Tempranillo is one of the world’s greatest wines, but one that sadly is too often overlooked by many wine enthusiasts.
Capable of great aging, the winemakers of Spain have been aging these wines ten or more years before releasing them to the public for consumption for centuries. These are wines of wonderful complexity and finesse when they mature and can be an absolute joy when you find a good one. The most common fine red wine grape used in Spain, it is arguably at its best in Rioja and Ribera del Duero regions with references to its production found in literature from as far back as the 13th century. It is also widely used in the Duaro region of Portugal where it is known as Tinto Roriz and a major grape used in Port wine blends. None of this is lost on many of the winemakers of California who have been searching around the world for grapes that do well in the Mediterranean climate found here, and Tempranillo was a natural. This is a grape that has an affinity for mountainous terrains as well as areas that offer a great diurnal shift (the difference between the hottest and coolest part of the day- Hello Paso Robles!!) The grape first made its way to California in the early 1900s, but was planted in areas not ideal for vineyards and some particularly prone to Phylloxera, causing significant issues with its continued cultivation.

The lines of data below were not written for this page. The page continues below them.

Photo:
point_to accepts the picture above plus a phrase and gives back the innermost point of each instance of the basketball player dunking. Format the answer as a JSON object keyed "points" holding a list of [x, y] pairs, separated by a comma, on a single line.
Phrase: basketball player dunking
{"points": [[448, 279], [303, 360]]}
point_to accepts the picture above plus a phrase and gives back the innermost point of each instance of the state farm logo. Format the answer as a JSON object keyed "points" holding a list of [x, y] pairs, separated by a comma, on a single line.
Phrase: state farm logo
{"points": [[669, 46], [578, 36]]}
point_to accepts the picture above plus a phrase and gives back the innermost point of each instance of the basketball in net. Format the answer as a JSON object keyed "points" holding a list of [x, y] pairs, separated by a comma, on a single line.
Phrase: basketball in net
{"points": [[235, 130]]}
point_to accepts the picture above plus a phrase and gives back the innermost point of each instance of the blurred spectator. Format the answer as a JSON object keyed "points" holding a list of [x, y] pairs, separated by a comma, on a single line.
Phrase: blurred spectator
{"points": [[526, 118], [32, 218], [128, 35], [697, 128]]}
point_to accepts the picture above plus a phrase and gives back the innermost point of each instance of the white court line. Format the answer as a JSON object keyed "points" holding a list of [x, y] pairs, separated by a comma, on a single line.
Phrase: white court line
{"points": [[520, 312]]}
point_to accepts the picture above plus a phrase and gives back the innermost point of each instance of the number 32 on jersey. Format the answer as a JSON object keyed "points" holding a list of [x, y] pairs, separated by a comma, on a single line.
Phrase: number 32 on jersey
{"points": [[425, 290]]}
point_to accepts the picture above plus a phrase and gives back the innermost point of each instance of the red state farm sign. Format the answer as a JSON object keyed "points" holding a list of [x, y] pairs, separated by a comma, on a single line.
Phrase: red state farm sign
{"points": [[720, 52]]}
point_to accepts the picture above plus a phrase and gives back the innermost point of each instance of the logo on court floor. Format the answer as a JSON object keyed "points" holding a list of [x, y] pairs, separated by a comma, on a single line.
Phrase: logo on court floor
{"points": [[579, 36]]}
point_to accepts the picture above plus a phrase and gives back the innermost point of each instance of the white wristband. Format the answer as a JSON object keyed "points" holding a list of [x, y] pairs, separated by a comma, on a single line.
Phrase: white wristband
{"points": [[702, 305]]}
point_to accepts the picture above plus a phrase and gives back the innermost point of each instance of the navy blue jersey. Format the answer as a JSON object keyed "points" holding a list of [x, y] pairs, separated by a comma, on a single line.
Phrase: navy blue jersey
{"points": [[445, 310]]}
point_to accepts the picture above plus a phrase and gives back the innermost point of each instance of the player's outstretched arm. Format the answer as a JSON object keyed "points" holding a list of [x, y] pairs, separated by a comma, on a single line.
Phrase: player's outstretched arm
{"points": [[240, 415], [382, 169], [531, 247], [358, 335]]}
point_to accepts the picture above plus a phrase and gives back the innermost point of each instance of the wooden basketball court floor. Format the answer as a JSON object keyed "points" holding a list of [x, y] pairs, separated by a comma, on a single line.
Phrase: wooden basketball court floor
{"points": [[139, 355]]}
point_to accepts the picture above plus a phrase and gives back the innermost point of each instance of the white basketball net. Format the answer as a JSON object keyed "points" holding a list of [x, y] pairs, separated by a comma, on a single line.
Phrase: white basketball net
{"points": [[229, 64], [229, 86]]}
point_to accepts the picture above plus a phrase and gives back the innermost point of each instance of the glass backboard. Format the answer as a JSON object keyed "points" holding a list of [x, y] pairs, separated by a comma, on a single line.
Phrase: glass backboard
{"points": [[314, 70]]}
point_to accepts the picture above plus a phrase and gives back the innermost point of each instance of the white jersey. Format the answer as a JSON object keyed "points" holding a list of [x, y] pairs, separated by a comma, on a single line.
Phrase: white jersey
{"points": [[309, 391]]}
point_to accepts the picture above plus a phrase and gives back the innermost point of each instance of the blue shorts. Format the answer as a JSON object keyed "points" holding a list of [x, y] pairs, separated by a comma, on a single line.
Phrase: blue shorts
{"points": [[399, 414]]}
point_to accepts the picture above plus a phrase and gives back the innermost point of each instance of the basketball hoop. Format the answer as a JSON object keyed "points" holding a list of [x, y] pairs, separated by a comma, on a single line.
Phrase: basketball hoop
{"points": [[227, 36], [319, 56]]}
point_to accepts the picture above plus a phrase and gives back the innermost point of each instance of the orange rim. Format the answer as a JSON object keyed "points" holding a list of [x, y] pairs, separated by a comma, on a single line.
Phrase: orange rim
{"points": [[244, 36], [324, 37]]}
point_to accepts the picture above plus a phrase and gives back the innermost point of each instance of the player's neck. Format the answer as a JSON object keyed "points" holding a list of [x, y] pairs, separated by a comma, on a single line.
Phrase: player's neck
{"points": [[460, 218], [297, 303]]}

Often used as part of inexpensive red wine blends it didn’t receive fine wine status here until the last ten years or so when it was finally planted to the regions that support it’s viticultural requirements.
Cultivation: A thick skinned black grape that forms fairly tight clusters, Tempranillo is particularly susceptible to pests and mildew. Luckily it is a grape that buds late and ripens early. providing less opportunity to be affected by inclement weather. One unfortunate feature of the grape is that it swells in humid weather, negatively impacting its color and flavor intensity. The good acidity levels demanded of a well made version of this wine requires that its tendency to lower acidity be mitigated by growing it in locations with significant daily temperature swings and blending it with another red wine to ensure its aging ability. This is a vine that particularly likes chalky or calcareous sandy soils or iron rich clays, preferably located on hillsides. Besides California, Portugal, and Spain, Tempranillo is often found in southern France, Chile and Argentina.

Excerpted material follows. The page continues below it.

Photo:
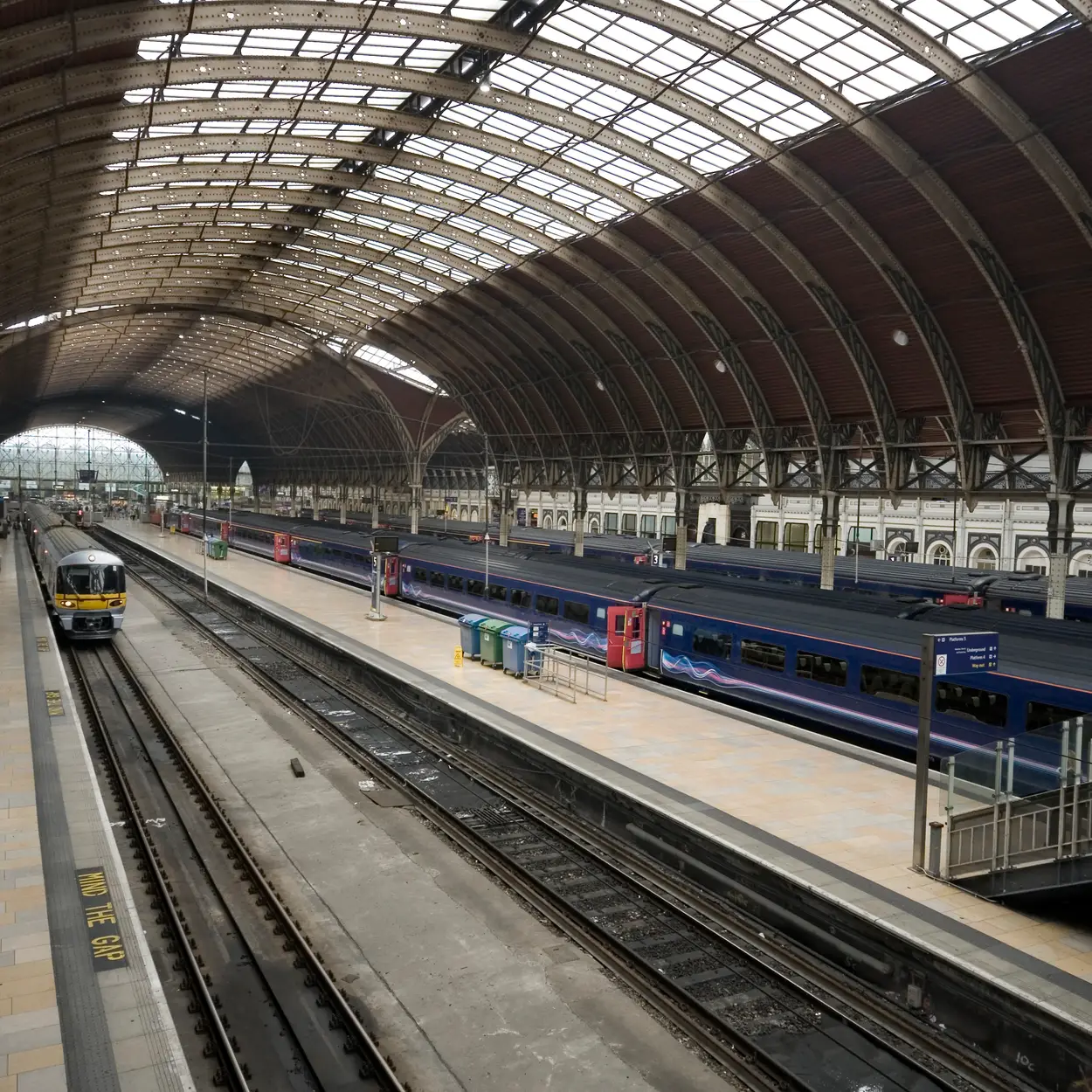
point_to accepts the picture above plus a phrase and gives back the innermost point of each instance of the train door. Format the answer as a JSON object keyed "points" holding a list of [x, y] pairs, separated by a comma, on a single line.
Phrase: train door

Flavor Profiles: Flavor profiles and winemaking style can vary significantly between its home in Spain and the versions being made in California. However, there are some significant similarities such as red cherries, strawberries, red berries and red plum, as well as a propensity towards an herbal quality, often dill. Both versions often contain the essence of tobacco, vanilla, leather, coffee and tea. The American version can often be quite full bodied wines with significant up front fruit and can resemble a Cabernet Sauvignon with less tannin and generally more acidity. The Spanish versions are generally aged in old American oak and tend towards great vanilla flavor and an earthiness that is less evident in American versions. Aged Rioja versions tend more towards elegant and earthy and can be quite delicate if older making them more reminiscent of a Burgundian Pinot.

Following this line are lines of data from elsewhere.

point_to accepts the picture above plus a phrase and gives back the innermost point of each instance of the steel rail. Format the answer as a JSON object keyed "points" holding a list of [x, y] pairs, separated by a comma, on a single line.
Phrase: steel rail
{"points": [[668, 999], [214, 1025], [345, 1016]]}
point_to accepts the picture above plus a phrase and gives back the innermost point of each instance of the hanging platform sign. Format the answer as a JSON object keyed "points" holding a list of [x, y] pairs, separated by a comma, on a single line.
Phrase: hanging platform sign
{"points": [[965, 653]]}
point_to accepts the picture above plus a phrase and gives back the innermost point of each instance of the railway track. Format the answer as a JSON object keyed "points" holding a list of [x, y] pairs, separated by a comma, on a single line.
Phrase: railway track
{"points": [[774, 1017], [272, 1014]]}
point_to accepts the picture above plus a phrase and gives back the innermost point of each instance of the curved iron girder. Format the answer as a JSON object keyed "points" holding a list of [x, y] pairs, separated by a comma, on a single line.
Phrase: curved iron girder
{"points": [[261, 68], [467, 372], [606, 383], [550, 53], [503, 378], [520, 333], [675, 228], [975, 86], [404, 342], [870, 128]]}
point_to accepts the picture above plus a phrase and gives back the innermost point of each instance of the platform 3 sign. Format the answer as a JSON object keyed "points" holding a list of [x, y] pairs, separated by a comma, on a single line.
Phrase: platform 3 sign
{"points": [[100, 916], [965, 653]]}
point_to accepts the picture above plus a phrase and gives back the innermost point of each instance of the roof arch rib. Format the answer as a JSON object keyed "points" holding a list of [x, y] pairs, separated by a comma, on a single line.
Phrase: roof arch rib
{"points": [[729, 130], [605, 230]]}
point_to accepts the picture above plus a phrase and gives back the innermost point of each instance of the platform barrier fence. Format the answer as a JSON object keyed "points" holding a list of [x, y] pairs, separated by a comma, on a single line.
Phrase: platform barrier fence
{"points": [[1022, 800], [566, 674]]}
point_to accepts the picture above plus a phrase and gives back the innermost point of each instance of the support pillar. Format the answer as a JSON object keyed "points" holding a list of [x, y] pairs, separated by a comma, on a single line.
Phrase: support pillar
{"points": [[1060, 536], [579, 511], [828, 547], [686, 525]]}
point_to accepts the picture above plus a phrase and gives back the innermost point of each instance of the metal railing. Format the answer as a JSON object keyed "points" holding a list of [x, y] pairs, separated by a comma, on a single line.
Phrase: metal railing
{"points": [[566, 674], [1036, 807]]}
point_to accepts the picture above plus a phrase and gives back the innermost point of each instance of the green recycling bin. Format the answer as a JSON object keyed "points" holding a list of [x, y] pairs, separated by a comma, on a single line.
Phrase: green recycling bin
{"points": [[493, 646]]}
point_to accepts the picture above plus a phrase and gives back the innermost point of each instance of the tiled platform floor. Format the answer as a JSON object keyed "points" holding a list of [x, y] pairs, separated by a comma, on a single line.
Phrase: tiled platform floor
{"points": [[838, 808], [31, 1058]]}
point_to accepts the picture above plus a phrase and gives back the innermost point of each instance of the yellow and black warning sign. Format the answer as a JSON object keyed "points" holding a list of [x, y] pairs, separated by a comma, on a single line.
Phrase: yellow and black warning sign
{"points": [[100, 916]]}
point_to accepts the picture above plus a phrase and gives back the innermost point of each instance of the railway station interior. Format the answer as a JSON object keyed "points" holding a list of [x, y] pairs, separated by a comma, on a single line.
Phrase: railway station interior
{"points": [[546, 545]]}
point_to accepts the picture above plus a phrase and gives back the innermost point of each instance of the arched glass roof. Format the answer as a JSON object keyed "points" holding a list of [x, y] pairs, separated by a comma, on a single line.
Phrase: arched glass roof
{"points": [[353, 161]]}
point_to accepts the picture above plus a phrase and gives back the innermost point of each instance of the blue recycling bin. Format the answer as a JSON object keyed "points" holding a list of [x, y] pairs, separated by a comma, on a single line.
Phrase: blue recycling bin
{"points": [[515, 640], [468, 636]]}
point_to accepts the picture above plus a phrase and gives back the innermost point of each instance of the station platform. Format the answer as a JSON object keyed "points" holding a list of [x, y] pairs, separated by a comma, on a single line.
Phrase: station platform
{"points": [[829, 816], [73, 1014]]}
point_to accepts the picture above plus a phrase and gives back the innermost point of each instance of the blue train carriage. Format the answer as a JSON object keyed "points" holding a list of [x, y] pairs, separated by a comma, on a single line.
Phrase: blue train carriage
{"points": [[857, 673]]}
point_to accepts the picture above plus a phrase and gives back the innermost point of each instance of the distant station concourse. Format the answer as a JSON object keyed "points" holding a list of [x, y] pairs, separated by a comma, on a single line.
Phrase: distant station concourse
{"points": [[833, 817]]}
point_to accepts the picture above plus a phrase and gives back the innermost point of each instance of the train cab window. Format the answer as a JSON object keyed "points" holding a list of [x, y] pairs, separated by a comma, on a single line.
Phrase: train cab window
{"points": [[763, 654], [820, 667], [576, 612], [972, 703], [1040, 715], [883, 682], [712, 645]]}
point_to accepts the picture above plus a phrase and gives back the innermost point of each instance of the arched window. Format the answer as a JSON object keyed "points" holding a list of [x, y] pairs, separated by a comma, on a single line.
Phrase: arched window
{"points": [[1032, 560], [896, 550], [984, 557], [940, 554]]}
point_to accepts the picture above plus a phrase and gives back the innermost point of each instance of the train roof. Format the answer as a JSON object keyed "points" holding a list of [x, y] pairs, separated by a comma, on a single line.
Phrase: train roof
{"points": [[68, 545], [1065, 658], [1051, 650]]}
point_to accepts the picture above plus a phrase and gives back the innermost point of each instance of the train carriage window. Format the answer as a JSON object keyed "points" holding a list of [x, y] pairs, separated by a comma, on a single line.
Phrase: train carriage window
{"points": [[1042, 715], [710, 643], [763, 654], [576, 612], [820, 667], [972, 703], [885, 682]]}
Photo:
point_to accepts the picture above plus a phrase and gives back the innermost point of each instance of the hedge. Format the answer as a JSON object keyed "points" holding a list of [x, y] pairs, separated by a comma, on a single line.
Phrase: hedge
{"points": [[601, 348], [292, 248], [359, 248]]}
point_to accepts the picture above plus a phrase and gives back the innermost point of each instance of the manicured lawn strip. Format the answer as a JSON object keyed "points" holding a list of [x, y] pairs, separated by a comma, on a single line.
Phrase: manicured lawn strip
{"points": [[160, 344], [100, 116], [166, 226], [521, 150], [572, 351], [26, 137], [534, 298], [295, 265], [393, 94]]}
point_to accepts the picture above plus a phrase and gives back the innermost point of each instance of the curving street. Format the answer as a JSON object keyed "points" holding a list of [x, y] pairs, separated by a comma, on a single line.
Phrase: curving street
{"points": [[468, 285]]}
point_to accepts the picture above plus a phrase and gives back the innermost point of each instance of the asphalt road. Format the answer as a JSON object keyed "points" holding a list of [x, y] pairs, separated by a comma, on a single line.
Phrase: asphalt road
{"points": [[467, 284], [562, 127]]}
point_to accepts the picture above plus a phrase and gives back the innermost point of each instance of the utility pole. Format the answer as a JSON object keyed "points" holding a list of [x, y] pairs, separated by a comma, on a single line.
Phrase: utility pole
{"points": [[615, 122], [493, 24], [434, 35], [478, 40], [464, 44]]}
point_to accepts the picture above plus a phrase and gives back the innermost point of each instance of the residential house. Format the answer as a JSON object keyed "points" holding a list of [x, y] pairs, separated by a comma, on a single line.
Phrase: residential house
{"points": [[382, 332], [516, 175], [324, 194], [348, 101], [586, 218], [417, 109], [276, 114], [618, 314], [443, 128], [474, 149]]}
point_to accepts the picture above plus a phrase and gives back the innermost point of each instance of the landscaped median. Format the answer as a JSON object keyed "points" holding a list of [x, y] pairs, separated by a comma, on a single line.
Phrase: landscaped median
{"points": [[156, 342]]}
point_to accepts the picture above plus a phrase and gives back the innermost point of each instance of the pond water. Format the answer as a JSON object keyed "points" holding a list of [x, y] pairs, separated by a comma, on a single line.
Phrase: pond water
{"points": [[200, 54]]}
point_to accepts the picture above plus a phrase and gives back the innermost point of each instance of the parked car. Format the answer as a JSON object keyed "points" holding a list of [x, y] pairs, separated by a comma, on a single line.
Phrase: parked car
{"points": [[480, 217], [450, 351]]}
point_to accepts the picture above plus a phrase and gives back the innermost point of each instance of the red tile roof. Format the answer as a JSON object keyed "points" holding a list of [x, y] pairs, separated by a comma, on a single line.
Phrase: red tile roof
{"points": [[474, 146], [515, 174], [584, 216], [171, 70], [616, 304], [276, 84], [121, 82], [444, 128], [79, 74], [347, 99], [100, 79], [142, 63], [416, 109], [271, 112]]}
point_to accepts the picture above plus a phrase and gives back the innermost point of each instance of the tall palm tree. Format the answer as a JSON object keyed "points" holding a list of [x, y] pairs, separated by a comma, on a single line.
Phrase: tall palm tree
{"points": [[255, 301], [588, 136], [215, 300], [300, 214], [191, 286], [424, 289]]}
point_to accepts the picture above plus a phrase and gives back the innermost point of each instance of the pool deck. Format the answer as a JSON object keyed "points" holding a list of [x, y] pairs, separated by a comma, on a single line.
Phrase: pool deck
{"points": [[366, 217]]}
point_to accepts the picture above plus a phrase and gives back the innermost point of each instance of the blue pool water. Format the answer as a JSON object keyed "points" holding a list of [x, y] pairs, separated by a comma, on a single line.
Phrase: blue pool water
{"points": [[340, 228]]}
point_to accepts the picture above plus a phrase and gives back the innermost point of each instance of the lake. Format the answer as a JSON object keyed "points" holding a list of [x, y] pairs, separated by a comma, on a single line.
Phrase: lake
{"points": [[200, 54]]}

Wine Pairing Considerations: Pair Tempranillo with similar foods that you would pair with Cabernet Sauvignon or Pinot Noir. It works beautifully with lamb and beef, but because of its good acidity when made well and not overpowering body; can work with bolder fish such as salmon and ahi. A perfect bridge ingredient is dill, an herbal quality often found in the nose of the wine, as well as mushrooms with that great earthiness they share with the wine. Also consider using it with sausage, roast pork and most styles of chicken.
Major California Growing Regions: Clarksburg, Lodi, Paso Robles, San Luis Obispo, Sierra Foothills, Sonoma County.